Wednesday, January 23, 2013

K-Means and Fast K-Means

I've spent most of my time so far talking about classification, but another important task in Machine Learning is Clustering, which is a form of unsupervised learning. The k-Means algorithm is one of the oldest algorithms in this area, and also one of the most used.

k-means is a fairly simple algorithm, and works as follows. \(k\) is the number of clusters we want, and is specified before hand.
  1. By some method, select \(k\) different points from the data set to be the initial \(k\) means. 
  2. For each data point, find the closest mean \(k_i\) and assign the point to that mean. 
  3. For each mean, recompute the mean from all the points assigned to it.
  4. If any of the points changed clusters, repeat from step 2.
That is it!

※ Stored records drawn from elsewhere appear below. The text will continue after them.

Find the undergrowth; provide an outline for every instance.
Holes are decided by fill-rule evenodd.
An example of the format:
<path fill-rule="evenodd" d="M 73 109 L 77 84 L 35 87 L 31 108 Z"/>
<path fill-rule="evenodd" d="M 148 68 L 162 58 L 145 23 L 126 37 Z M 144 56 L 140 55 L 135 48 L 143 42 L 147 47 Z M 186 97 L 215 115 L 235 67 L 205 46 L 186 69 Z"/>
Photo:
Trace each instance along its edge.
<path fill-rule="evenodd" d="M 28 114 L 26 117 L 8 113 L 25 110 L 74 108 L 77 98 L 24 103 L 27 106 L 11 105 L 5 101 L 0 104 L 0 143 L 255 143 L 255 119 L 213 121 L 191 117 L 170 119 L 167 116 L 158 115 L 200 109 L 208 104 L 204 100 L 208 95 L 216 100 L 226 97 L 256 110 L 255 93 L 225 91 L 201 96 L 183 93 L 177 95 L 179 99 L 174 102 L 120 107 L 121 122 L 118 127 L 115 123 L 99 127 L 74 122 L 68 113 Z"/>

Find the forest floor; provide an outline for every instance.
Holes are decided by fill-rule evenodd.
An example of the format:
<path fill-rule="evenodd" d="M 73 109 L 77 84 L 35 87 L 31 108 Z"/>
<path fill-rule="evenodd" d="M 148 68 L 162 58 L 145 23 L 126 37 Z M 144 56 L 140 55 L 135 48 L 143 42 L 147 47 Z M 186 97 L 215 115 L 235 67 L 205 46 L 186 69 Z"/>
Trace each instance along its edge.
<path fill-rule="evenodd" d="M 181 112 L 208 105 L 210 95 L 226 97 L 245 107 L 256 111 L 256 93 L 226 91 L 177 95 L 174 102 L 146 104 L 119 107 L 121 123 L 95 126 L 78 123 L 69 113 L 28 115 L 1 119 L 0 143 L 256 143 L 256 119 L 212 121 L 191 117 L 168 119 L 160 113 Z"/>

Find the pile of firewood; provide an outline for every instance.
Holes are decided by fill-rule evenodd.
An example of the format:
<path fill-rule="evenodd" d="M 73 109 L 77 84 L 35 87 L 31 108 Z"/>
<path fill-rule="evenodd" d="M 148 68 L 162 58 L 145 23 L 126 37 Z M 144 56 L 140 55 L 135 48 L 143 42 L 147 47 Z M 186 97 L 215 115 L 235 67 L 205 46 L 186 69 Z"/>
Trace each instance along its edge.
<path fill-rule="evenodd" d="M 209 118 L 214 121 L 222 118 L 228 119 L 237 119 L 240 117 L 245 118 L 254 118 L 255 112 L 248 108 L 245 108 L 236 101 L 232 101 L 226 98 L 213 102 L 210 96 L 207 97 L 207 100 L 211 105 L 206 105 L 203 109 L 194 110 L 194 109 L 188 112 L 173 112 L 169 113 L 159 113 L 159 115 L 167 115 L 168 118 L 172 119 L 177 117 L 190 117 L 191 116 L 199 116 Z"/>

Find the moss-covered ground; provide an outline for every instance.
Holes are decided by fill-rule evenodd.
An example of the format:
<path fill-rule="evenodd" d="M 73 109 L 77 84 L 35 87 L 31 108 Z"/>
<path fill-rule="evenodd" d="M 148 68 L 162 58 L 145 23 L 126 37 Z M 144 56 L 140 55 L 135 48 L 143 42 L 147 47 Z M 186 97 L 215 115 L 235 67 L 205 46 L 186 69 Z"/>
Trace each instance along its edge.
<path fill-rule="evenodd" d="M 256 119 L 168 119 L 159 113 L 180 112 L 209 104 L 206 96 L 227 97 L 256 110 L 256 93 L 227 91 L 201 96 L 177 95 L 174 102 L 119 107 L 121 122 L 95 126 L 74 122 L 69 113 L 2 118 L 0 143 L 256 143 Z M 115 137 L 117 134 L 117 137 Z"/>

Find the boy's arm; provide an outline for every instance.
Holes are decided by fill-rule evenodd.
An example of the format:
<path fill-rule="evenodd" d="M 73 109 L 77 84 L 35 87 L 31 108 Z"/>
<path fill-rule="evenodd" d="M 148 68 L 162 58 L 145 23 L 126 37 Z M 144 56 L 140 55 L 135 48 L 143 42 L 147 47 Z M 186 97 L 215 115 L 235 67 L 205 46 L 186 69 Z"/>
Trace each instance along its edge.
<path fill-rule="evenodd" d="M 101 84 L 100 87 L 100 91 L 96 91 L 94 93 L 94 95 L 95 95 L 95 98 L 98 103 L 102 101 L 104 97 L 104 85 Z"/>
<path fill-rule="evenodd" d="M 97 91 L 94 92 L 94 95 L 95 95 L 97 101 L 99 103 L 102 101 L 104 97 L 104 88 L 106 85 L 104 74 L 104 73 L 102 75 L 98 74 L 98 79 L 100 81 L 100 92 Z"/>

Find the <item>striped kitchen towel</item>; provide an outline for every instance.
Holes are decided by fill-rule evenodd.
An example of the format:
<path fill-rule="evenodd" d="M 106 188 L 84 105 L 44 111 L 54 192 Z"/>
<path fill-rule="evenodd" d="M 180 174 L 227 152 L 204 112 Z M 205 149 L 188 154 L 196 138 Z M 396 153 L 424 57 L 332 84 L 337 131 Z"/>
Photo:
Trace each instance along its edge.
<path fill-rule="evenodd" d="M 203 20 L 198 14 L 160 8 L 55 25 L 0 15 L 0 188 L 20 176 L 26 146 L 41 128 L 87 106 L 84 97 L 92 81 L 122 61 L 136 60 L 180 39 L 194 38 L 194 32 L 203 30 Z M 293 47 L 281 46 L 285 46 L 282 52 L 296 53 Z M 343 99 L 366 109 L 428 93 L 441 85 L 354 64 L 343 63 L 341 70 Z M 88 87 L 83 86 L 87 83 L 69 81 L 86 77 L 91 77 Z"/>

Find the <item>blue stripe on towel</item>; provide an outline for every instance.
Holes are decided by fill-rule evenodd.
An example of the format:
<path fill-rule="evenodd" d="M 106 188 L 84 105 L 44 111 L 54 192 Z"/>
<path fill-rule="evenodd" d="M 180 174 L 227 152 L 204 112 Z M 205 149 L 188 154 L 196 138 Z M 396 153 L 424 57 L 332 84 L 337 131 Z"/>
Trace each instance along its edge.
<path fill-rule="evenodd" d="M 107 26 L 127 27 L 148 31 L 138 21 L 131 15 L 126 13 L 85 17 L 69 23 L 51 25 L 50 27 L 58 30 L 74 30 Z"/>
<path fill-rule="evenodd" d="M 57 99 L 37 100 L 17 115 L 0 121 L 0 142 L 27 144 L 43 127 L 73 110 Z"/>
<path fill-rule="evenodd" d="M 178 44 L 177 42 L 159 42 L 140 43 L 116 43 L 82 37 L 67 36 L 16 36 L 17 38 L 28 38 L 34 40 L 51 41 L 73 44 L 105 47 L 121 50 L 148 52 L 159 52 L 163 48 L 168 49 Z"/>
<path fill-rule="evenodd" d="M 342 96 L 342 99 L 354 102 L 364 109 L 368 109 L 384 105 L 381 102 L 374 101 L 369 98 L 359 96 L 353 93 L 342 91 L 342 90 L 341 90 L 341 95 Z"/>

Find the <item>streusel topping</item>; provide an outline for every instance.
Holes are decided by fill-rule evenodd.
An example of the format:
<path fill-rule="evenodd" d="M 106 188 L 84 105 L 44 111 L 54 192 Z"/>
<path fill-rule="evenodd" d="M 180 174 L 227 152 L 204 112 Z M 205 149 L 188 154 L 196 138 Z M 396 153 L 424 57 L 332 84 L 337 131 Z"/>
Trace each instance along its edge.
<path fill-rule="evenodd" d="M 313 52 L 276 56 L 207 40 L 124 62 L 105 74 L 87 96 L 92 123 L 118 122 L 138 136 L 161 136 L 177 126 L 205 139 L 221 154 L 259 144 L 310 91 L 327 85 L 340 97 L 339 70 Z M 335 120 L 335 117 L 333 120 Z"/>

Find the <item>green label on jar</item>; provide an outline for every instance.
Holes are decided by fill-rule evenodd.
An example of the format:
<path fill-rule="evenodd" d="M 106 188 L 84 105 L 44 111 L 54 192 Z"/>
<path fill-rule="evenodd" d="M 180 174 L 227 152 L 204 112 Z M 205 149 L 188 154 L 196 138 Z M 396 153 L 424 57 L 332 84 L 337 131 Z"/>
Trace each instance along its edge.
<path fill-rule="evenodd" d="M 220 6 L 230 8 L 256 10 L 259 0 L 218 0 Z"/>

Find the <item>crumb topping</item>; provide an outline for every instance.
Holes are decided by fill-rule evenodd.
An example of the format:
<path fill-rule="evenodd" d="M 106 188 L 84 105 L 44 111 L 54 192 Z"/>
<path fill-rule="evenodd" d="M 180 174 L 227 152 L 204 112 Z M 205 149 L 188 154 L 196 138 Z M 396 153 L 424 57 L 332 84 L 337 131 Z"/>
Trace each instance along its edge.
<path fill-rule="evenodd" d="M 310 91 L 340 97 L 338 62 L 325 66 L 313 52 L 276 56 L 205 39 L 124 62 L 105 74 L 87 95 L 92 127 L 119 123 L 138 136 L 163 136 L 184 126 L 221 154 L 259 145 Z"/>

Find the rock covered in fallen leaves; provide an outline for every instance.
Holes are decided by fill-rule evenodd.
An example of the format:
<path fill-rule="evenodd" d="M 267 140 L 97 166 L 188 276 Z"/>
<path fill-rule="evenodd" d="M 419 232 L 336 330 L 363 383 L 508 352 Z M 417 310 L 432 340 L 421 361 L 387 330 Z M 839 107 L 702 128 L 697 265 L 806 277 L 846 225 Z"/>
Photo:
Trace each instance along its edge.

Despite its simplicity and naivety, the algorithm is used all the time for many different purposes. This particular naive implementation is often known as Lloyd's algorithm. 

The main problem with this algorithm is that it can be a bit slow, and a lot of work has gone into implementing faster versions. Some try to get an exact result, and others attempt to get an approximate solution. Of the exact solutions, the one I see most often compared against is an algorithm by Hartigan and Wong from 1979. H&W report their algorithm to be up to twice as fast as the naive implementation, and its one of the most common benchmarks to beat when showing a new approximate or exact algorithm. 

This has always bother me though, especially thanks to an algorithm by Elkan in 2003 that computers the exact k-means result by using the triangle inequality to prune out distance computations. In JSAT the naive algorithm is implemented as NaiveKMeans, and K-Means is an implementation of Elkan's algorithm. 

Bellow are some performance comparisons between the two, with \(k\) equal to the number of classes in the data set times 10. The seeds were selected in a deterministic manner, so that the initial points wouldn't add variance to the run time. The Euclidean distance was used for all problems.

Data SetkLloyd Run TimeElkan Run TimeElkan Speed Up
a9a
n = 32,561
d = 123
2
2.868 s
1.206 s
2.38
a9a
n = 32,561
d = 123
20
24.015 s
6.928 s
3.47
covtype
n = 581,012
d = 54
7
10 min 45.696 s
46.005 s
14
covtype
n = 581,012
d = 54
70
8 hrs 13 min 8.75 s
16 min 57.652 s
29
minst
n = 60,000
d = 780
10
15 min 22.244 s
2 min 23.583 s
6.42
minst
n = 60,000
d = 780
100
5 hrs 32 min 6.34 s
8 min 40 s
38


As you can see, Elkan's algorithm is faster - and much better behaved as we increased \(k\)! So why don't more people implement Elkan's? The only two minor downsides to the algorithm are: 
  • Its harder to implement in parallel, but JSAT gets linear speeds on my machines using a produce/consumer model just fine
  • It requires \(O(n \cdot k +k^2)\) extra memory. However, unless \(k\) is getting very large, its really not an unbearable amount extra. Given the enormousness time savings and the cheapness of memory, I'd call that a good trade off. 
Even still, there is another paper by Greg Hamerly that builds on Elkan's work. It is faster for low dimensional problems, and still very fast for higher dimensional ones. But more importantly, only needs \(O(n)\) extra memory. 

I haven't implemented Hamerly's algorithm yet (its on my giant TODO list). But I would like to see comparisons done against these two algorithms when people publish. In fact, in one of my next posts - I'll be doing this comparison for you!